Fat Bear Week doesn't officially start at Katmai National Park
and Preserve until Oct. 2, when fans can begin voting online for
their favorite ursine behemoths in tournament-style brackets.
But on Tuesday organizers revealed the four cub contestants in
this week's Fat Bear Jr. contest — with the “chubby champ
charging on to face the corpulent competition” in the adult
bracket, as Naomi Boak of the nonprofit Katmai Conservancy put
it during the livestreamed announcement.
The annual contest, which drew more than 1.3 million votes last
year, is way to celebrate the resiliency of the 2,200 brown
bears that live in the preserve on the Alaska Peninsula, which
extends from the state’s southwest corner toward the Aleutian
Islands.
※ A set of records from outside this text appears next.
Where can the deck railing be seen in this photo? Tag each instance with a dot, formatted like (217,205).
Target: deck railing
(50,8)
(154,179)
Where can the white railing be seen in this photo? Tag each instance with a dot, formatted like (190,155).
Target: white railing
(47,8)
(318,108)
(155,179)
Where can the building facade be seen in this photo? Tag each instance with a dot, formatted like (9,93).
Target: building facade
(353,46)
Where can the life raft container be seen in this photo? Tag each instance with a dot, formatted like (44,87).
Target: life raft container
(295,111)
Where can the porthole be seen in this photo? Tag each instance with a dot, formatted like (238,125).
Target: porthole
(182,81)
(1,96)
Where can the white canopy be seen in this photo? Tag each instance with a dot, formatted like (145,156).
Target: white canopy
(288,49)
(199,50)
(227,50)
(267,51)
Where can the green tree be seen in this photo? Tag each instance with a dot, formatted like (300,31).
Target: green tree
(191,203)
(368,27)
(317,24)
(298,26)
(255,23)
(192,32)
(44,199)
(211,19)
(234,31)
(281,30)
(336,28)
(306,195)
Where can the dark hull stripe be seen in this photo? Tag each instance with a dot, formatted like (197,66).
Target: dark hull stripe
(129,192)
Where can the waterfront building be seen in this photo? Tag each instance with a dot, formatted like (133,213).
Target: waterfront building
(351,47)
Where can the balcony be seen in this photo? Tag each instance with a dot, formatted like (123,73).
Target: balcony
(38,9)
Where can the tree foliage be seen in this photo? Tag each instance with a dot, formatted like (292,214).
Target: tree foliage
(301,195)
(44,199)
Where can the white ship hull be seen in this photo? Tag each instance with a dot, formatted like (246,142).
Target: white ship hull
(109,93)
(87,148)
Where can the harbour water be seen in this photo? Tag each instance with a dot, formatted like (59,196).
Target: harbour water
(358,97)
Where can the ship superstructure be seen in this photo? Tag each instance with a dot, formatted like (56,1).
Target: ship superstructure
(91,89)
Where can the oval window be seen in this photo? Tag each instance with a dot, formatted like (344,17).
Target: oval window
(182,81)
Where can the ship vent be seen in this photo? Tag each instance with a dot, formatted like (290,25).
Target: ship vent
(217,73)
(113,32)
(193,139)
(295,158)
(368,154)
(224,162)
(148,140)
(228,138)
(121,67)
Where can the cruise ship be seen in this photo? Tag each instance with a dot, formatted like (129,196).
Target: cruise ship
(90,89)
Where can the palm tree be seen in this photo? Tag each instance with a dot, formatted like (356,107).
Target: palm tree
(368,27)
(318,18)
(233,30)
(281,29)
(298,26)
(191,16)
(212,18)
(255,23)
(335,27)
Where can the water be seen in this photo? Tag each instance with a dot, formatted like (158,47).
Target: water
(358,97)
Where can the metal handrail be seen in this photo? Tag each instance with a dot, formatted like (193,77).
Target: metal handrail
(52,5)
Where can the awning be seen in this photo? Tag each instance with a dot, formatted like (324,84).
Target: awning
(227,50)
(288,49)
The most dedicated fans watch the bears on live cameras
at explore.org all summer long as they feast on sockeye salmon
returning to the Brooks River.
This year's contestants for Fat Bear Jr. include some familiar
muzzles: Both the 2022 and 2023 junior champs are up for a
repeat; they remain eligible because they still meet the
criteria for being considered a cub, including remaining with a
sow. Most cubs stay with their mother for about 2 1/2 years, but
the 2022 Fat Bear Jr. winner, known as 909 Jr., who has remained
with an aunt, is almost 4 years old.
There's also an emotional favorite: a spring cub of Grazer, last
year's Fat Bear champ. The cub's sibling died this summer after
it slipped over a small waterfall on the Brooks River and was
killed by a dominant adult male known as Chunk, or Bear 32 — an
attack captured on the bear cams. Grazer fought Chunk in an
effort to save the cub, but it later died.
Adult male brown bears typically weigh 600 to 900 pounds (about
270 to 410 kilograms) in mid-summer. By the time they are ready
to hibernate after feasting on migrating and spawning salmon —
each eats as many as 30 fish per day — large males can weigh
well over 1,000 pounds (454 kilograms). Females are about
one-third smaller.
The adult contestants for the Fat Bear Week tournament will be
announced Sept. 30, with voting taking place Oct. 2-8.